Comunicamos nuestro enlace en una comida en casa de Luis. Su madre aplaudió y enseguida se autoerigió en nuestra guía.
En otra comida, esta vez en mi casa, mi madre propuso fundir las alianzas de los abuelos para hacernos unas a nosotros. Agradecimos el gesto, pero explicamos que habíamos convenido no llevarlas. Aunque nuestra decisión no le gustó, la respetó.
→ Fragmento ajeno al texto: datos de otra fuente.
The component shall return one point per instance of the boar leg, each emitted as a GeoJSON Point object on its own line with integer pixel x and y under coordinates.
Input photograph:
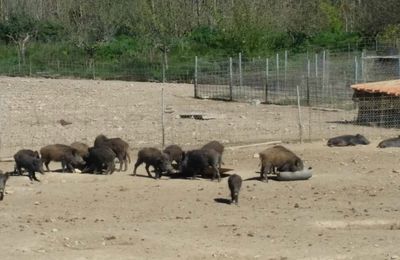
{"type": "Point", "coordinates": [46, 163]}
{"type": "Point", "coordinates": [121, 161]}
{"type": "Point", "coordinates": [138, 162]}
{"type": "Point", "coordinates": [147, 170]}
{"type": "Point", "coordinates": [216, 173]}
{"type": "Point", "coordinates": [33, 176]}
Llegó el día de la boda. Asomada a la ventanilla del coche vi a lo lejos a Luis esperándome junto a su madre. Cuando bajé, ésta se acercó llevando una cajita que, enseguida, reconocí como de joyería. Seguro que se me notó en la cara lo que hubiera querido gritarle allí, delante de todos, pero ella aprovechó para susurrarme sibilinamente:
—Cógela y no montes ahora un escándalo.
Queriendo contener la rabia respiré profundamente y me agarré al marco de la portezuela mirándola enfadadísima.
Busqué a mi madre que abrió los ojos como diciendo: “¡Vaya encerrona!”. Luis se acercó ofreciéndome su brazo, pero le detuve y pregunté:
—Sabes que me he enfrentado a mi madre por este motivo. ¿Tú sabías esto?
Avergonzado, asintió con la cabeza. Su madre insistió de nuevo en que cogiéramos la cajita porque eso de casarse sin anillos era una tontería.
Yo no daba crédito. Así que allí, a pie de calle, expuse que si íbamos a comenzar un matrimonio lo ideal sería saber desde el principio cuántos íbamos a ser.
Ninguno respondió.
El coche seguía detrás de mí con la puerta aún abierta. Le miré a los ojos y le dije:
—No me esperes.
Volví a subir y arrancamos.
Hoy todavía me pregunto si su madre me hubiera considerado una buena esposa. Preguntar a Luis, sería una soberana bobada.
Me gusta este tipo de relatos que te llevan al desenlace ágilmente manteniendo el interés en todo momento.